Gateway to the Classics: Will o' the Wasps by Margaret Warner Morley
 
Will o' the Wasps by  Margaret Warner Morley

The Inventors of Paper

"I S it really paper she makes, Uncle Will?" Theodore asked, after thinking of it a few minutes.

"Just as real as the paper the newspapers are printed on. She takes wood fiber and chews it up and mixes it with a sticky substance from her mouth and flattens it out into thin paper; don't you remember the paper nests we found last winter?"

"Oh, yes! They are still in the attic. You promised to cut one open sometime, so we could see what is inside."

"So we will, but not yet. It will be better fun to see what is inside before the cover is put on. Come, I know where our white-faced lady has gone. We will see what she is doing with her paper."

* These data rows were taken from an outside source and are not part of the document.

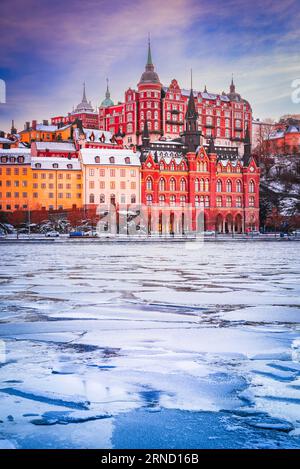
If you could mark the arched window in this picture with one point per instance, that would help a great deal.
(251, 187)
(238, 186)
(162, 184)
(172, 184)
(228, 186)
(228, 201)
(149, 184)
(182, 185)
(162, 200)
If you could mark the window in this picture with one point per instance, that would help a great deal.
(228, 186)
(239, 202)
(182, 185)
(149, 184)
(162, 200)
(228, 201)
(182, 200)
(162, 184)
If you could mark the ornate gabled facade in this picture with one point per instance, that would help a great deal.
(227, 190)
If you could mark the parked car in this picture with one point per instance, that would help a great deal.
(76, 234)
(52, 234)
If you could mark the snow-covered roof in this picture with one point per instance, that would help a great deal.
(97, 135)
(46, 128)
(5, 140)
(13, 155)
(55, 163)
(14, 151)
(56, 146)
(88, 156)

"How did she learn to make paper?" Theodore asked, as he followed his uncle towards the barn.

"Oh, she understood the art from the beginning. Long before we had discovered ways of making paper, our fiery little Vespa was hanging her paper temples through all the forests of the earth. The only trouble with her paper for man's use is that it is too brittle and in too small sheets."

"And it is gray," said Theodore.

"Yes, though some of it is red or yellow or brown or even almost white, according to the material she finds to work with; the prettiest, I think, is a clear, pale, silver gray. I have seen beautiful hornets' nests of that. But here we are," and Uncle Will pointed to the hornet very busy over some tiny object under the window frame. When she had flown away, Uncle Will and Theodore went close to see what she had been doing.